My mother told me that when I was in first grade, she had no idea that I was being physically and emotionally abused by my teacher. She said that I would come home, eat my after-school snack, “then you’d go up to your bedroom and put on Vivaldi on your record player until it was time for dinner.” I do love Vivaldi (enough to rip an entire five-CD set of it to this laptop), but my memory is a little fuzzy on playing Vivaldi. (I did hear, several times, about my bringing The Four Seasons to Pioneer Nursery School when the teachers asked us to bring our favorite records to share.)
The other vivid Vivaldi memory was when I was preschool and kindergarten age. We didn’t go to church on Sunday morning. My mother usually slept late, and I would be awake to watch Tom and Jerry before the news and religious programming dominated the rest of Sunday morning television. My dad was usually awake at the same time, reading the Sunday paper. As far as remembering the Sabbath day and keeping it holy, we always played Vivaldi’s Gloria, and Dad would make pancakes or French toast, along with bacon and eggs, instead of pouring me my usual bowl of cold cereal. (Neither of us said it aloud, and I only came to realize many years after Dad died in 2000, but part of what made the Sunday morning celebrations so special was that Mother was not with us. She had yet to go fully nuts, but she had begun going down that path.)

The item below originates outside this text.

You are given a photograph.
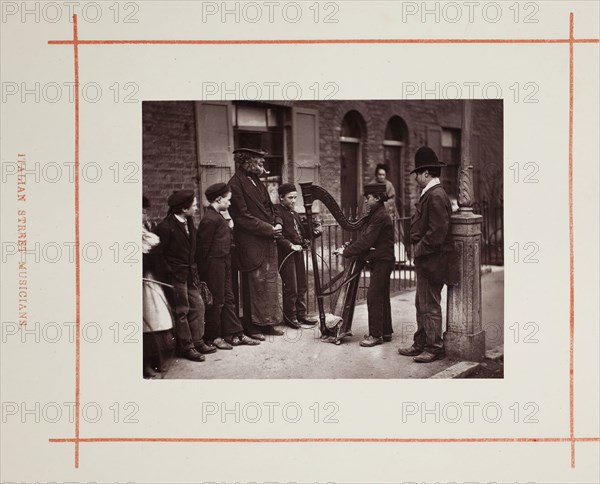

First UU’s holiday concert last year included the Gloria, and I forgot how special that piece of music had been until I arrived at the church. I arrived while the musicians were tuning and warming up, and the goose bumps rose all up and down my arm when I heard the French horn player practicing “Gloria in excelsis Deo” several times while preparing for the concert.
And what have I been listening to while I’ve been typing this entry? Such erudite music as Meat Loaf’s “Paradise by the Dashboard Light,” and The Fortunes’ “Here Comes That Rainy Day Feeling Again.”